Department of Justice Recognizes Pennsylvania Victim Advocate with National Crime Victim Service Award
WASHINGTON – The Office for Victims of Crime, a component of the Justice Department’s Office of Justice Programs, presented Michelle L. Shae, Director of the YWCA Hanover Safe Home Program, with the National Crime Victim Service Award.
This award category honors extraordinary individuals and programs that provide services to victims of crime. It also recognizes programs and individuals whose work exemplifies the long-term commitment that characterizes many victim service providers, some of whom are also victims of crime.
“In her remarkable three decades of service, Michelle Shae has provided critical aid to crime victims in Maryland and Pennsylvania, delivering vital support to underserved victims and helping them to avoid further trauma,” said Amy L. Solomon, Principal Deputy Assistant Attorney General of OJP. “She is a proven leader and innovator who has reached outside the box to help victims and their families, making herself a model of compassion in the communities she serves.”
Ms. Shae has been working with victims for 30 years. As Director of the Victim Witness Assistance Unit in Carroll County, Maryland, she helped provide emotional support therapy pets to help children manage the overwhelming stress of testifying in court. She also formed a partnership with the Bikers Against Child Abuse volunteers, who help restore a sense of safety to child victims and provide support by accompanying them to court proceedings and trial preparation. She is now Director of the YWCA Hanover Safe Home Program, which has grown from three employees serving 694 victims a year and an annual operating budget of roughly $300,000, to 13 employees helping approximately 1,500 victims and an annual operating budget of more than $1 million in 2020.

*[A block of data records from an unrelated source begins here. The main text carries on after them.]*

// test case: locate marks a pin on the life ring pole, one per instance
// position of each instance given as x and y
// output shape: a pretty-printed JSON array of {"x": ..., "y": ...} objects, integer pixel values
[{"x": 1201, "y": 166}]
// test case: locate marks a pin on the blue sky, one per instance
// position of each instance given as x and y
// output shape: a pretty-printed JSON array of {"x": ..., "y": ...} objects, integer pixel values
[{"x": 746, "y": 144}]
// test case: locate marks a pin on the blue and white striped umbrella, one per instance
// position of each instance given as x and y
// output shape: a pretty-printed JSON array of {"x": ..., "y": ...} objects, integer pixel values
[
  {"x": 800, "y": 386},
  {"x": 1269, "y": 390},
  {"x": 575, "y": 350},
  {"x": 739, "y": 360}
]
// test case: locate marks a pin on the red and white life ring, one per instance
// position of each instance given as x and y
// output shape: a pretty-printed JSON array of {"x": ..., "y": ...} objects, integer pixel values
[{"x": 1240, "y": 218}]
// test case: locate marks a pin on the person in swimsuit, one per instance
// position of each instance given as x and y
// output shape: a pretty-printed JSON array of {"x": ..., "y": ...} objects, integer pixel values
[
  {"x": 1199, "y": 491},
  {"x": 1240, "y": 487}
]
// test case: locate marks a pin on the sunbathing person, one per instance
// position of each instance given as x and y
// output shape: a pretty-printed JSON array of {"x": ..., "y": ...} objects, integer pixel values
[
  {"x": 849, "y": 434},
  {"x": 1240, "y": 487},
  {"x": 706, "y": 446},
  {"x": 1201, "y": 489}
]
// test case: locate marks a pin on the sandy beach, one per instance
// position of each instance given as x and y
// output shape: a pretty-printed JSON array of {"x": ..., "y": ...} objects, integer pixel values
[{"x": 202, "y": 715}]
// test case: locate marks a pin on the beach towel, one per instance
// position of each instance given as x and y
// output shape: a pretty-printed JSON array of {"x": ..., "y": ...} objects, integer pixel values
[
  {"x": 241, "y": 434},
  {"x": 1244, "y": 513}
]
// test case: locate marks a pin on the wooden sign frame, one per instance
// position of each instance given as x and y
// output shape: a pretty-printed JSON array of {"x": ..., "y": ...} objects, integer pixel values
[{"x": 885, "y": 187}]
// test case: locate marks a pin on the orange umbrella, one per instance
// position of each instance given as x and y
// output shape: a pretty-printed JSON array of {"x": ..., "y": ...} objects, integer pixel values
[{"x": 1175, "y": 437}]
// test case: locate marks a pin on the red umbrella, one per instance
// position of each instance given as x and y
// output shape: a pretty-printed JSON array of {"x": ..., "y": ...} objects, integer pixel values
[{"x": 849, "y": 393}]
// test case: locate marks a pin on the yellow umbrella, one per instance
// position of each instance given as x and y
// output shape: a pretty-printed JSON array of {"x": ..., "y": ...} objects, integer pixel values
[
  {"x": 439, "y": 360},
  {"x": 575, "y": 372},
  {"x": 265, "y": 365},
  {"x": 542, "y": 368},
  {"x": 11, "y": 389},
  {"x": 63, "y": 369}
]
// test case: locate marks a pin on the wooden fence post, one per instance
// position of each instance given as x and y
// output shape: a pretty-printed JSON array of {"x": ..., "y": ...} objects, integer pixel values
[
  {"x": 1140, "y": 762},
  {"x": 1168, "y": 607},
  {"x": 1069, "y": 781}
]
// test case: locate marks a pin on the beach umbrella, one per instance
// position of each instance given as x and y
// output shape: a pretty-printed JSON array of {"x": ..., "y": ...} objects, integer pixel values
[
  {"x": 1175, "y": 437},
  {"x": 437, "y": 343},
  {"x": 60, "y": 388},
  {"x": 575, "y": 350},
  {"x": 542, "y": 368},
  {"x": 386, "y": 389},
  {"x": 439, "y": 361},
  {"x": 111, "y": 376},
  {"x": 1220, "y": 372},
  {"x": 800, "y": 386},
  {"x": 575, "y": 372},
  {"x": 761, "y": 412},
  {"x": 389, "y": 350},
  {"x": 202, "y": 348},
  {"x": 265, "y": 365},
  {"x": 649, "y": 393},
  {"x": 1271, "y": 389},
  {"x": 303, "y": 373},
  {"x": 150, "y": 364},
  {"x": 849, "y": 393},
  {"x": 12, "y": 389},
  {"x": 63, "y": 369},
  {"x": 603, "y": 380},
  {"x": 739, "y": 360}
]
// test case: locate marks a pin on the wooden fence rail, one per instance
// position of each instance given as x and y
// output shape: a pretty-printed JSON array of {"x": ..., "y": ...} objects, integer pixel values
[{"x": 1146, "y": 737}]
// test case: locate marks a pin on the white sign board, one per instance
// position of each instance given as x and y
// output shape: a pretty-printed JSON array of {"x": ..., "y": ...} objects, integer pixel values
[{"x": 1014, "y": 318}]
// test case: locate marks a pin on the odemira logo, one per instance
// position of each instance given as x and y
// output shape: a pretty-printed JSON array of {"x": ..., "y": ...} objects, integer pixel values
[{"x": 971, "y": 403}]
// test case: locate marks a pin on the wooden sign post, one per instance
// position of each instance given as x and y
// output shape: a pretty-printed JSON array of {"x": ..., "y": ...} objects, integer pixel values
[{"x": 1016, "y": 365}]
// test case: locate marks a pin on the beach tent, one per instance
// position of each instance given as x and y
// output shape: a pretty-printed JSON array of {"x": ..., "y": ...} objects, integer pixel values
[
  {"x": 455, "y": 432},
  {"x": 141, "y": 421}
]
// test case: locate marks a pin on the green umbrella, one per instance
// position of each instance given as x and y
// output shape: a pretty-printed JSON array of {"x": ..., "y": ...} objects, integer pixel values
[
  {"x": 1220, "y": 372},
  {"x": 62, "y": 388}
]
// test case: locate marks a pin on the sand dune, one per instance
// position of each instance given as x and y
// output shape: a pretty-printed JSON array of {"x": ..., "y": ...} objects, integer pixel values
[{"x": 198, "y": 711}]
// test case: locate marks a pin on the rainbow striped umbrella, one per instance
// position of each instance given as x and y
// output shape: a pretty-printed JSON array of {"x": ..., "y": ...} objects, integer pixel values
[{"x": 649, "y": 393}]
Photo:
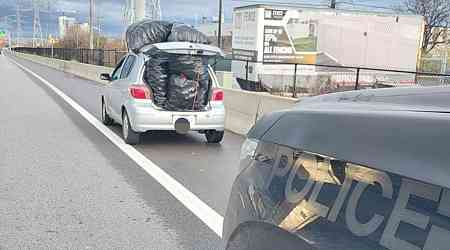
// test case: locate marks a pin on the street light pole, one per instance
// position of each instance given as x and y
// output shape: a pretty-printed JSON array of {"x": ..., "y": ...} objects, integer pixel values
[
  {"x": 219, "y": 30},
  {"x": 333, "y": 4},
  {"x": 91, "y": 24}
]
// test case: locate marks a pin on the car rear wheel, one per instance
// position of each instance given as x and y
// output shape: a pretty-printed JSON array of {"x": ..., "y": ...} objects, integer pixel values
[
  {"x": 214, "y": 136},
  {"x": 129, "y": 135},
  {"x": 105, "y": 117}
]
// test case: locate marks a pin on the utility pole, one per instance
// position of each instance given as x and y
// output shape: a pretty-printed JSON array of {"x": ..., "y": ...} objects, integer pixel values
[
  {"x": 91, "y": 23},
  {"x": 18, "y": 24},
  {"x": 333, "y": 4},
  {"x": 219, "y": 30}
]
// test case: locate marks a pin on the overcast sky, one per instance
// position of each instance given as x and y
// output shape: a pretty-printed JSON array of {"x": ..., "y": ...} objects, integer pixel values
[{"x": 111, "y": 11}]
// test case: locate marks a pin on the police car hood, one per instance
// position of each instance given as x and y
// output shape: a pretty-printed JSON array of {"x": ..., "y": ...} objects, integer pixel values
[{"x": 403, "y": 131}]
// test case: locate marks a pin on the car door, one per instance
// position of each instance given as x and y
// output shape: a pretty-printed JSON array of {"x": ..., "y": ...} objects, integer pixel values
[
  {"x": 344, "y": 189},
  {"x": 120, "y": 87},
  {"x": 115, "y": 77}
]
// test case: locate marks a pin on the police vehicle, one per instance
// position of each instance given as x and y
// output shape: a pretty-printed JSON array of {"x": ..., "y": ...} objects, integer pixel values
[{"x": 359, "y": 170}]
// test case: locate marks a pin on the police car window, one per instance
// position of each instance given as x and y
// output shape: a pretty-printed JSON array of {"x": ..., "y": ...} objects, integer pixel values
[
  {"x": 369, "y": 208},
  {"x": 127, "y": 67},
  {"x": 116, "y": 73}
]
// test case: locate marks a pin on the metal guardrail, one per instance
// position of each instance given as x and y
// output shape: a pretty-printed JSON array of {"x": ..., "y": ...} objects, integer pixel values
[
  {"x": 292, "y": 80},
  {"x": 101, "y": 57}
]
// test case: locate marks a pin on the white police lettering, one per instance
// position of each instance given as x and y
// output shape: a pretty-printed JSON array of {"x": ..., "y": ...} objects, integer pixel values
[
  {"x": 294, "y": 196},
  {"x": 438, "y": 239},
  {"x": 401, "y": 214},
  {"x": 339, "y": 202},
  {"x": 370, "y": 177},
  {"x": 357, "y": 228},
  {"x": 321, "y": 209},
  {"x": 314, "y": 175}
]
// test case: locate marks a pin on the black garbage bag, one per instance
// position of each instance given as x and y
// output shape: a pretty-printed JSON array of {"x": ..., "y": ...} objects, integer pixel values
[
  {"x": 185, "y": 33},
  {"x": 181, "y": 94},
  {"x": 195, "y": 68},
  {"x": 147, "y": 32},
  {"x": 156, "y": 74}
]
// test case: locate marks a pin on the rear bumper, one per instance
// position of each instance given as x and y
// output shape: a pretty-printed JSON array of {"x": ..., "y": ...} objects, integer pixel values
[{"x": 144, "y": 118}]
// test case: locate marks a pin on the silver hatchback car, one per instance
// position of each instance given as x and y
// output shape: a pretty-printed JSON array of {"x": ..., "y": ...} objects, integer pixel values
[{"x": 127, "y": 99}]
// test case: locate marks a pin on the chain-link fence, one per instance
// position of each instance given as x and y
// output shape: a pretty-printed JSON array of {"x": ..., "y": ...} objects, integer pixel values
[
  {"x": 294, "y": 80},
  {"x": 314, "y": 79}
]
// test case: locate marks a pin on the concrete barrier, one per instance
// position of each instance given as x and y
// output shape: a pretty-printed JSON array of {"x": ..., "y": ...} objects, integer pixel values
[{"x": 243, "y": 107}]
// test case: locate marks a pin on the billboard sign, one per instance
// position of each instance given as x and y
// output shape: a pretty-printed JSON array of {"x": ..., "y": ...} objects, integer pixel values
[
  {"x": 278, "y": 48},
  {"x": 294, "y": 40}
]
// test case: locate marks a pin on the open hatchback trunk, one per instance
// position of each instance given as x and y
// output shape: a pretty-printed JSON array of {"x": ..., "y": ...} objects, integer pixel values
[{"x": 178, "y": 75}]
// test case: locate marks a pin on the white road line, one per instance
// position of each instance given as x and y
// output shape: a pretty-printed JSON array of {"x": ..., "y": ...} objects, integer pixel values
[{"x": 210, "y": 217}]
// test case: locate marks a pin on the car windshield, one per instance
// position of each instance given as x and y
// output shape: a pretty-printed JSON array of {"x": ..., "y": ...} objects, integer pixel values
[{"x": 226, "y": 124}]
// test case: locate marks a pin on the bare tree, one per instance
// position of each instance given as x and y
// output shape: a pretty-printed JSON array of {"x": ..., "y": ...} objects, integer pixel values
[{"x": 437, "y": 15}]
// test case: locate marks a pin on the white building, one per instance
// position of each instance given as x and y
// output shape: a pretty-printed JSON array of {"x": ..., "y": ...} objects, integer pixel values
[
  {"x": 64, "y": 22},
  {"x": 210, "y": 29}
]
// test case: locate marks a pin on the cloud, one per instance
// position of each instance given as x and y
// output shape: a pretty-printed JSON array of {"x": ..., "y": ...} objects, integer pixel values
[{"x": 111, "y": 11}]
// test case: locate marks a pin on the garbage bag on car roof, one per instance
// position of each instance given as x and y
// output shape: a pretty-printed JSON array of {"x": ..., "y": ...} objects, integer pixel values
[
  {"x": 147, "y": 32},
  {"x": 185, "y": 33}
]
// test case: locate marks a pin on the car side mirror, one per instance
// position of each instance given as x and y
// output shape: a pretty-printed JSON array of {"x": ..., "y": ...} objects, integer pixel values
[{"x": 105, "y": 76}]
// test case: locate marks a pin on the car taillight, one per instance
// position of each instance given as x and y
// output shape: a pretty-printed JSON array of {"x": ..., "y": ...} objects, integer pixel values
[
  {"x": 217, "y": 95},
  {"x": 140, "y": 92}
]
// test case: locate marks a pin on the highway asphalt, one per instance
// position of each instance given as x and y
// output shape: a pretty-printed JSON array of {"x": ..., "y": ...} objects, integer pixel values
[{"x": 63, "y": 184}]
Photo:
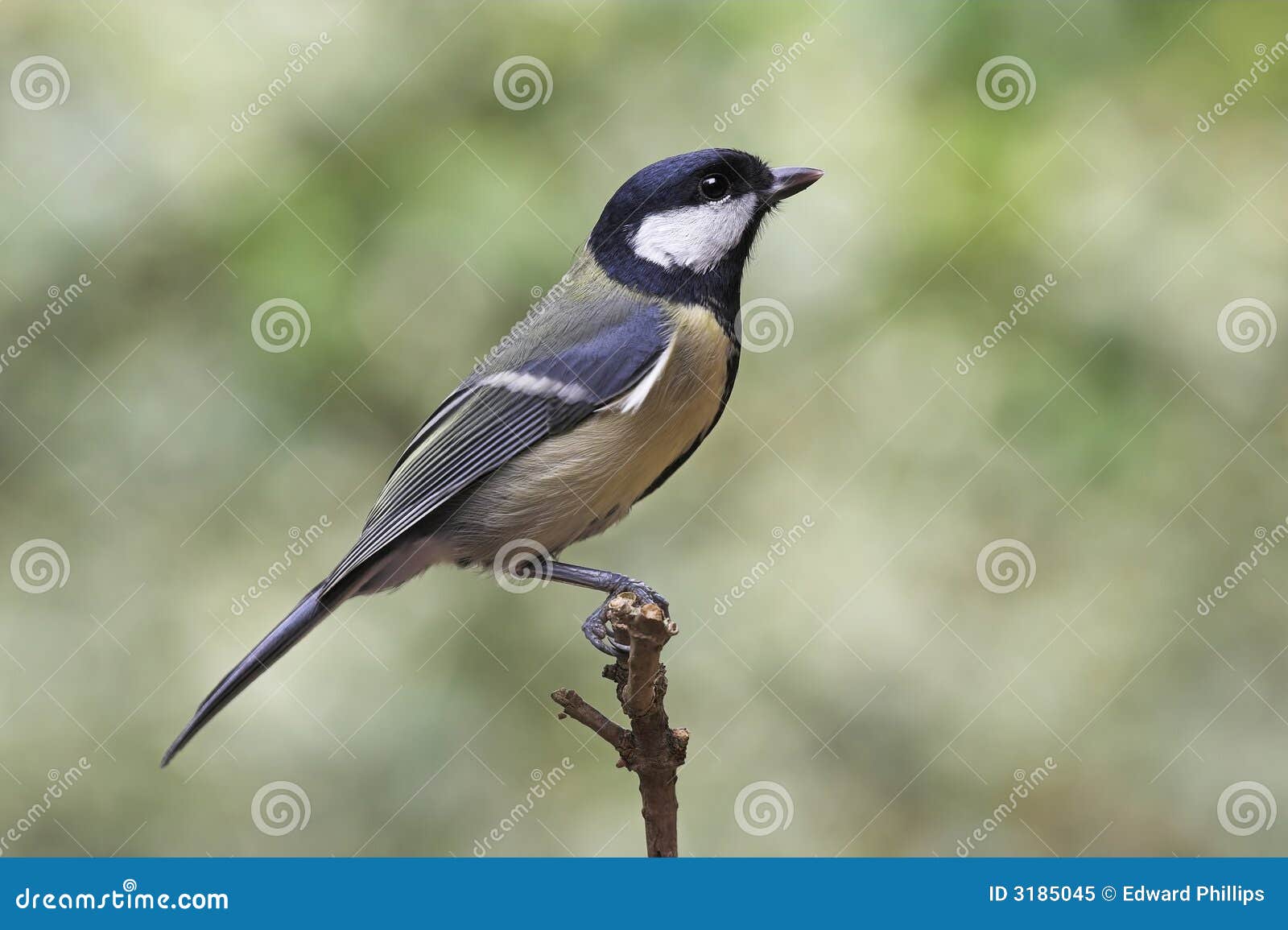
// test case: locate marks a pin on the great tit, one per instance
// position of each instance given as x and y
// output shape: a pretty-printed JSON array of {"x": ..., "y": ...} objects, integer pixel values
[{"x": 589, "y": 405}]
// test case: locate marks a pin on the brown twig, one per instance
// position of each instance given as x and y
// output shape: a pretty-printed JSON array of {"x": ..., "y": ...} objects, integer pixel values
[{"x": 650, "y": 749}]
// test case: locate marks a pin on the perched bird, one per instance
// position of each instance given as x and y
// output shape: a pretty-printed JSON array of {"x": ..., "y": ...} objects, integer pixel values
[{"x": 589, "y": 405}]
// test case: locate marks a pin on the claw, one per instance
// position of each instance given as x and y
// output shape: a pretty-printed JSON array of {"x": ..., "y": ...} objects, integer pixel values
[
  {"x": 596, "y": 627},
  {"x": 597, "y": 631}
]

Ms. Shae created a protection abuse office within a local courthouse to deliver trauma-informed services to domestic violence victims and help them follow through with protective orders. Most recently, during the COVID-19 pandemic, she handled in-person services, court accompaniments and hotline calls.
“In 30 years of advocacy, Ms. Shae has never wavered in her commitment to crime victims,” said Kristina Rose, Director of OVC. “The sizeable impact she has had on her communities, and the immeasurable difference she has made in the lives of those she has served, have earned her the highest respect of her colleagues and the deepest gratitude of all of us in the victims field.”
Every April, OVC leads communities across the country in observing National Crime Victims’ Rights Week. President Ronald W. Reagan proclaimed the first Victims’ Rights Week in 1981, calling for greater sensitivity to the rights and needs of victims. This year’s observance is taking place April 24-30, and features the theme, “Rights, Access, Equity, for All Victims.”
The Office of Justice Programs provides federal leadership, grants, training, technical assistance and other resources to improve the nation’s capacity to prevent and reduce crime, advance racial equity in the administration of justice, assist victims and enhance the rule of law. More information about OJP and its components can be found at www.ojp.gov.